Analytical Modeling of Beyond Visual Range Air Combat

Darin Corman, darinlcorman@hotmail.com (A project report written under the guidance of Prof. Raj Jain) DownloadPDF

Abstract

The paper reviews fundamental beyond-visual-range air-combat analytical models and enhances these models. In particular, the fundamental models reviewed are sequential missile exchanges. A one-versus-one model is developed to handle the case when both sides are destroyed in a single exchange. The paper than develops an analytical model that takes into account engagement geometry, detection range, aircraft speed, missile speed, and missile seeker type for a single missile exchange. This type of model can be used to predict the order of missile exchanges.


Keywords: Air Combat, Beyond Visual Range, Analytical Modeling

Table of Contents

1. Introduction
2. Fundamental Analytical Models
    2.1 Undefended Target - One-Sided Engagements
    2.2 One Versus One Sequential Engagements
    2.3 Many Versus Many One-Sided Engagements
3. Extentions To Fundamental Analytical Models
    3.1 One Versus One Sequential Engagement - Mutual Kills
    3.2 Including Engagement Geometry, Detection, Speed, And Different Weapon Technologies
4. Conclusion
5. Acronyms
6. References

1. Introduction

There is an extensive history of applying mathematics to military science.
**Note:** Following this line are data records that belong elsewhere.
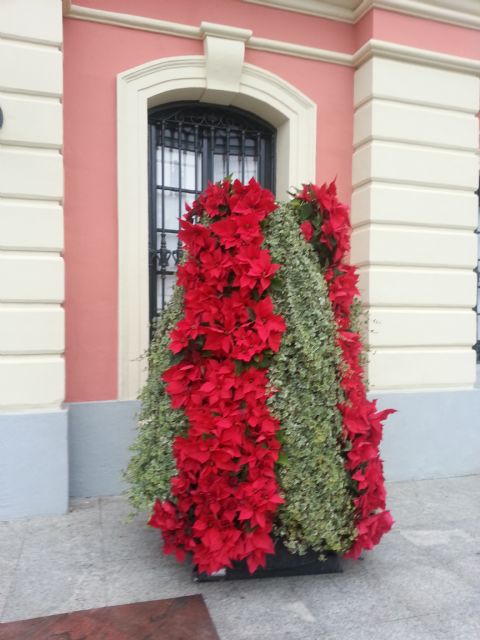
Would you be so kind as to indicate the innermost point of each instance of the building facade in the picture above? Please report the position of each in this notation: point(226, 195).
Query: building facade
point(112, 109)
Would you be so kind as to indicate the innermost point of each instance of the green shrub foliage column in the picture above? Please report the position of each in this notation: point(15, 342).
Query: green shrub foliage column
point(318, 512)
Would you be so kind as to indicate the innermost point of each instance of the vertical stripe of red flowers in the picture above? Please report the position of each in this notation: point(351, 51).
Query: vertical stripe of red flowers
point(225, 494)
point(329, 228)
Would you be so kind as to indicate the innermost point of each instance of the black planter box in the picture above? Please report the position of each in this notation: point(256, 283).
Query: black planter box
point(282, 563)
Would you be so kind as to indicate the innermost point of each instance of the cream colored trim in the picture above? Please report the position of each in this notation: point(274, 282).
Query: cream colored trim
point(300, 51)
point(464, 13)
point(162, 81)
point(224, 51)
point(340, 11)
point(373, 47)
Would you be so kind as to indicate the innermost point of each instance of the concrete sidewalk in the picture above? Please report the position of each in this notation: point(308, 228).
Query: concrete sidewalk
point(421, 583)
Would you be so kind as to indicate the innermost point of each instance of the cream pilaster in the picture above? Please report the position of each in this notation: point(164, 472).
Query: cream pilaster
point(415, 170)
point(31, 216)
point(33, 424)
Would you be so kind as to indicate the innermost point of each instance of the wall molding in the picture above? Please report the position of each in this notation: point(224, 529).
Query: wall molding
point(188, 78)
point(383, 49)
point(373, 47)
point(464, 13)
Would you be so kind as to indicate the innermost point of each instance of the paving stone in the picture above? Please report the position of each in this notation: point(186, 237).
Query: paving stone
point(421, 583)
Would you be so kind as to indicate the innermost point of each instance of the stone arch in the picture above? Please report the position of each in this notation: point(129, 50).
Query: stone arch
point(219, 77)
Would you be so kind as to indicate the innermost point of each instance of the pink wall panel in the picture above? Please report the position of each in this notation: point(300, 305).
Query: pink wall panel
point(426, 34)
point(94, 55)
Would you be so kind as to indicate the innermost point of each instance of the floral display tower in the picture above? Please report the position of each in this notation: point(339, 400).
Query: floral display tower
point(257, 440)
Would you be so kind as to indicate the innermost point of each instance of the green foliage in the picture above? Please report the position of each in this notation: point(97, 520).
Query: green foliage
point(318, 512)
point(152, 464)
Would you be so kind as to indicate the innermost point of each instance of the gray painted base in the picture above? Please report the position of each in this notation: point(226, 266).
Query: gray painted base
point(100, 434)
point(46, 456)
point(33, 464)
point(434, 434)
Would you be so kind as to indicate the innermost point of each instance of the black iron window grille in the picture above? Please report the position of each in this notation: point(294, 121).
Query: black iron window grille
point(190, 144)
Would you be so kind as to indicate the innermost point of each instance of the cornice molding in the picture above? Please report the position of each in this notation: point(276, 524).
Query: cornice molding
point(207, 29)
point(465, 13)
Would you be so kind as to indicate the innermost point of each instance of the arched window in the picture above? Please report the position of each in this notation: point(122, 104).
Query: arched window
point(191, 143)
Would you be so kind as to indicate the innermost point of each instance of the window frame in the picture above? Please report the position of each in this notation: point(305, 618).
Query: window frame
point(211, 119)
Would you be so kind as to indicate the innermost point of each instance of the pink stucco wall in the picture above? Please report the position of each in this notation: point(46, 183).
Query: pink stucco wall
point(93, 56)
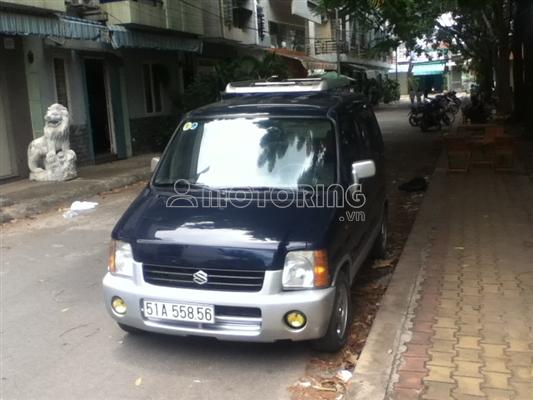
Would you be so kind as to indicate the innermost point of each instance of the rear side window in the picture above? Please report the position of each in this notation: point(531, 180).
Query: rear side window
point(370, 132)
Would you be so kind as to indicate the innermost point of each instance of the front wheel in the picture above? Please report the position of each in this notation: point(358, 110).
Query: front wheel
point(341, 317)
point(413, 120)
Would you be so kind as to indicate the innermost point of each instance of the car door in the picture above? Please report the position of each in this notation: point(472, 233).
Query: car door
point(371, 148)
point(353, 214)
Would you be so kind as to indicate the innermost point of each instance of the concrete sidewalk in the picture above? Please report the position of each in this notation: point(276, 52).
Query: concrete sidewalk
point(24, 198)
point(457, 319)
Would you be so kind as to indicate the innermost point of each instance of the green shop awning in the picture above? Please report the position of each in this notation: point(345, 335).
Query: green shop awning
point(52, 26)
point(430, 68)
point(122, 37)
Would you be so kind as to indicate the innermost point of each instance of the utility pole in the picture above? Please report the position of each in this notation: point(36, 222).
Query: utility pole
point(337, 40)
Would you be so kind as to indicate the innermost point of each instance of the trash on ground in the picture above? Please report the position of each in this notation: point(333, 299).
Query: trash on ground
point(344, 375)
point(78, 207)
point(327, 386)
point(384, 263)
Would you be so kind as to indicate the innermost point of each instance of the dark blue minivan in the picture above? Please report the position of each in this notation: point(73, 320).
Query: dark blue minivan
point(258, 215)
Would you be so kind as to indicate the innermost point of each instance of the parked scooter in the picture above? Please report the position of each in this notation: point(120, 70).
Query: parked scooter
point(434, 115)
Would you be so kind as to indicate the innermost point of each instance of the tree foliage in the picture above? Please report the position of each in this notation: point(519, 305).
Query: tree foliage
point(480, 32)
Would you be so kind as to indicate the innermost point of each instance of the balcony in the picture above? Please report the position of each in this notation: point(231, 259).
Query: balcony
point(47, 5)
point(173, 15)
point(123, 12)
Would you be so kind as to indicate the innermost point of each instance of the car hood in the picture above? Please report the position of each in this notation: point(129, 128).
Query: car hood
point(253, 237)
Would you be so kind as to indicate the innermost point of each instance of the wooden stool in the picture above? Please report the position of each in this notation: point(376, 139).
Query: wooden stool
point(459, 153)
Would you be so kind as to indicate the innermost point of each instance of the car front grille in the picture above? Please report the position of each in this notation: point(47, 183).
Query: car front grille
point(235, 280)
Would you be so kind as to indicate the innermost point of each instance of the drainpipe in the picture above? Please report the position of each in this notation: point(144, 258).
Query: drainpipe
point(337, 41)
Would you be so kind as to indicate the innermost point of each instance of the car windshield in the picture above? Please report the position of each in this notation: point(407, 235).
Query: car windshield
point(251, 153)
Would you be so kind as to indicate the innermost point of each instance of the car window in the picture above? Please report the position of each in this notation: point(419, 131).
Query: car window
point(251, 152)
point(370, 132)
point(350, 144)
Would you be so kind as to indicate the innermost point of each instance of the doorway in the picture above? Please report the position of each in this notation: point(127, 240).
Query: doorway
point(6, 161)
point(98, 108)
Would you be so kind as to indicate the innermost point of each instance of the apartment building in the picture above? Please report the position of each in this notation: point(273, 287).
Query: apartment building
point(121, 66)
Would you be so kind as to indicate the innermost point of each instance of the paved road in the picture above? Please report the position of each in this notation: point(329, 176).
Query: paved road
point(59, 343)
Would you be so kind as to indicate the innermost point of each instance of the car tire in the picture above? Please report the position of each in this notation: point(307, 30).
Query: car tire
point(379, 250)
point(130, 329)
point(341, 318)
point(413, 120)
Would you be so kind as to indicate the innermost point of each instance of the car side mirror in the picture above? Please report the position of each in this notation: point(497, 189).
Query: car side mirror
point(153, 164)
point(363, 169)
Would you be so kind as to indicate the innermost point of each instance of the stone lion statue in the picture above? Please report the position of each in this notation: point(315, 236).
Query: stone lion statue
point(49, 156)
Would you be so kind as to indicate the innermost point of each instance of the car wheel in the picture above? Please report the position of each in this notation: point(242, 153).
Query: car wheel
point(341, 317)
point(130, 329)
point(380, 245)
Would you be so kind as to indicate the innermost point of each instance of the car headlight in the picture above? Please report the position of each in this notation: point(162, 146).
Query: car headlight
point(120, 259)
point(305, 270)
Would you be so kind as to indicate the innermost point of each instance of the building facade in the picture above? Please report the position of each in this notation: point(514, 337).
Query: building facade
point(121, 66)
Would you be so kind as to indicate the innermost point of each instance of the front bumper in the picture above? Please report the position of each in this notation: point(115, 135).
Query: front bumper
point(266, 326)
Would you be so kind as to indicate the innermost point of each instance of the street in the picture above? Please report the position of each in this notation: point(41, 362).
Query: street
point(59, 343)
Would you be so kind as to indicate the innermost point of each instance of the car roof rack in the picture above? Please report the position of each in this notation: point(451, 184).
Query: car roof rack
point(301, 85)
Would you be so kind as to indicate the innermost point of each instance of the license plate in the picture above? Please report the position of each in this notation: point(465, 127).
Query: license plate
point(204, 314)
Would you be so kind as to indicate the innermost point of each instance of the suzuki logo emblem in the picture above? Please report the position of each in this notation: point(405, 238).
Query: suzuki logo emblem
point(200, 277)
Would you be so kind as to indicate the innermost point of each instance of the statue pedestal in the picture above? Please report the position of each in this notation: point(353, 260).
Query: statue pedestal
point(59, 166)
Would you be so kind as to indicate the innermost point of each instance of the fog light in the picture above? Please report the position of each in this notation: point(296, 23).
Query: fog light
point(119, 305)
point(295, 319)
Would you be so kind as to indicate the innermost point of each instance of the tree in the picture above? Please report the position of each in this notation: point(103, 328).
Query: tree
point(481, 31)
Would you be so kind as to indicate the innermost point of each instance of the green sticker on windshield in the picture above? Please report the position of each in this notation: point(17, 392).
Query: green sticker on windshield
point(190, 126)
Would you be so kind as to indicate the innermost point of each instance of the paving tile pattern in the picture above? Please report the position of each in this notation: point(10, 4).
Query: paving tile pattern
point(470, 335)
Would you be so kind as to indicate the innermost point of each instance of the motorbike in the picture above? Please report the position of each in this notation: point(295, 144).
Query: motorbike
point(434, 115)
point(415, 115)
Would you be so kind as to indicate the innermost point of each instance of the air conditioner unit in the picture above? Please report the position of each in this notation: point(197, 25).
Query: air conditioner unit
point(85, 3)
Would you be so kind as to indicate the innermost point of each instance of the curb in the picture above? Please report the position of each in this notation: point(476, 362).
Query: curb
point(373, 374)
point(39, 205)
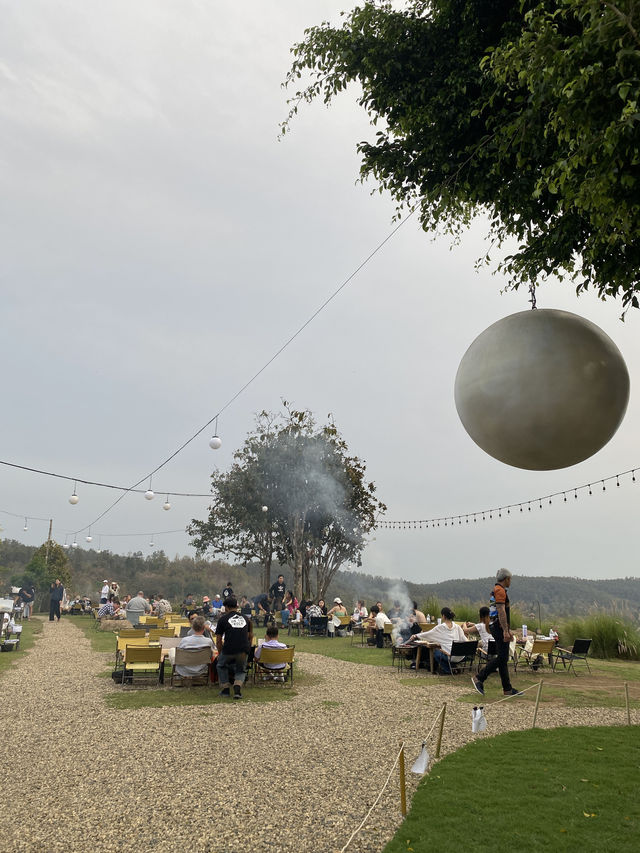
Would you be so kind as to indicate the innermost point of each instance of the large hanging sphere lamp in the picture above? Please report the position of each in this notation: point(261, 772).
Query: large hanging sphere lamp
point(542, 389)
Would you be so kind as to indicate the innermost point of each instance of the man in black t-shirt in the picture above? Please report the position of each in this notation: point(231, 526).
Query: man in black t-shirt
point(26, 597)
point(234, 633)
point(277, 591)
point(263, 608)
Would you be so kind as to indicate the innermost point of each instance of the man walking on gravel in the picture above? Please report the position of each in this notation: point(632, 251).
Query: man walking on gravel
point(56, 593)
point(499, 626)
point(234, 633)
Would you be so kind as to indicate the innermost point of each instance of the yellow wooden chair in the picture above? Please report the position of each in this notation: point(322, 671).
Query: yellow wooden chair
point(263, 674)
point(156, 633)
point(535, 654)
point(123, 642)
point(191, 657)
point(144, 660)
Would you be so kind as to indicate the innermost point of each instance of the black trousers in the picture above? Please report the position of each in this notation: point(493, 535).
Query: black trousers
point(500, 662)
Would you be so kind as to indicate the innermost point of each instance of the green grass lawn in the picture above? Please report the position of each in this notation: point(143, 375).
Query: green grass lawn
point(603, 688)
point(533, 791)
point(150, 697)
point(30, 631)
point(339, 648)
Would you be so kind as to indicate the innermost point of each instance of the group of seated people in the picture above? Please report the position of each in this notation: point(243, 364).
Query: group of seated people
point(231, 645)
point(448, 632)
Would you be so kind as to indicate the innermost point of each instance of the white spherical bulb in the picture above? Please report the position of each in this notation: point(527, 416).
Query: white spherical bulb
point(542, 389)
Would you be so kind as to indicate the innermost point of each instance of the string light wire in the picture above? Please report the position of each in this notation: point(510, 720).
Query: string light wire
point(488, 514)
point(285, 345)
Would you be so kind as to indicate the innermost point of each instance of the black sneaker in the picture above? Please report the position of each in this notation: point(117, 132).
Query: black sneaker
point(478, 686)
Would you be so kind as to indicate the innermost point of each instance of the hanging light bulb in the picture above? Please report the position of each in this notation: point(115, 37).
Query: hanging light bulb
point(215, 442)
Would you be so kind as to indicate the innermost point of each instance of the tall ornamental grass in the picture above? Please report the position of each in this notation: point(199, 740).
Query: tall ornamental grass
point(611, 635)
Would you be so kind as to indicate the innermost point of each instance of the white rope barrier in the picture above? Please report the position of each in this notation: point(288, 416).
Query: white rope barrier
point(377, 800)
point(395, 764)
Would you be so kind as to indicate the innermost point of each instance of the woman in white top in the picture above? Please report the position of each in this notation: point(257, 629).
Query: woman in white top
point(444, 635)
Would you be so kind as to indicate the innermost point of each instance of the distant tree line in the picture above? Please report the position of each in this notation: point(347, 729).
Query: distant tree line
point(82, 570)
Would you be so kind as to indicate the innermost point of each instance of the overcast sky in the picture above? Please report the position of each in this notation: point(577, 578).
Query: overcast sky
point(159, 244)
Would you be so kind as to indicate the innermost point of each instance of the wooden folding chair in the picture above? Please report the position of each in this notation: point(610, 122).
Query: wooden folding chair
point(535, 655)
point(141, 659)
point(123, 642)
point(263, 674)
point(466, 651)
point(156, 633)
point(578, 652)
point(192, 657)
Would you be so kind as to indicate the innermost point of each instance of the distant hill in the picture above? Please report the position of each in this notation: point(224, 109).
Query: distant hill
point(155, 572)
point(557, 596)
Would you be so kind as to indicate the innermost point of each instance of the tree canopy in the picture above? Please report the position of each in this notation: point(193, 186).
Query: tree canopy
point(525, 110)
point(294, 493)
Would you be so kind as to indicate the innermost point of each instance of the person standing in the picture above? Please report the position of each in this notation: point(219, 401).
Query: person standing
point(277, 591)
point(26, 596)
point(234, 633)
point(136, 607)
point(500, 629)
point(56, 594)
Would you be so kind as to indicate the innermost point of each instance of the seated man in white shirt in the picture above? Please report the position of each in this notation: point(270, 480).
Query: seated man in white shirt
point(271, 642)
point(444, 635)
point(197, 640)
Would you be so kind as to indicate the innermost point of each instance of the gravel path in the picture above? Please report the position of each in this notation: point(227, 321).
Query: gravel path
point(242, 777)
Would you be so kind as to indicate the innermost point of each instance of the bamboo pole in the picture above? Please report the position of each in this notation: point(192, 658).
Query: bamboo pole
point(442, 715)
point(535, 710)
point(403, 790)
point(626, 694)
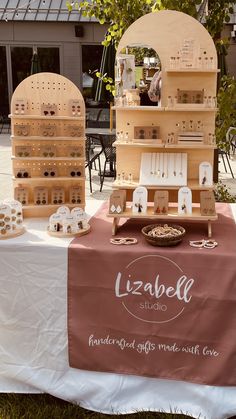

During World War II the profession operations research was created to use mathematics to address military problems. During the same time period, warfare was changing rapidly due to new technology such as aircraft. A new branch of the United States Military was founded, the Air Force, to best exploit this new domain of warfare. Since its inception, the Air Force has relied on science and mathematics to determine investments in technology and form its doctrine. The quintessential model of combat was developed by Lanchester while contemplating the impact aircraft would have on warfare (1). During the cold war simple analytical models were developed and used to understand air-to-air combat in the jet-age. The Rand Corporation played a key role in the development of these models.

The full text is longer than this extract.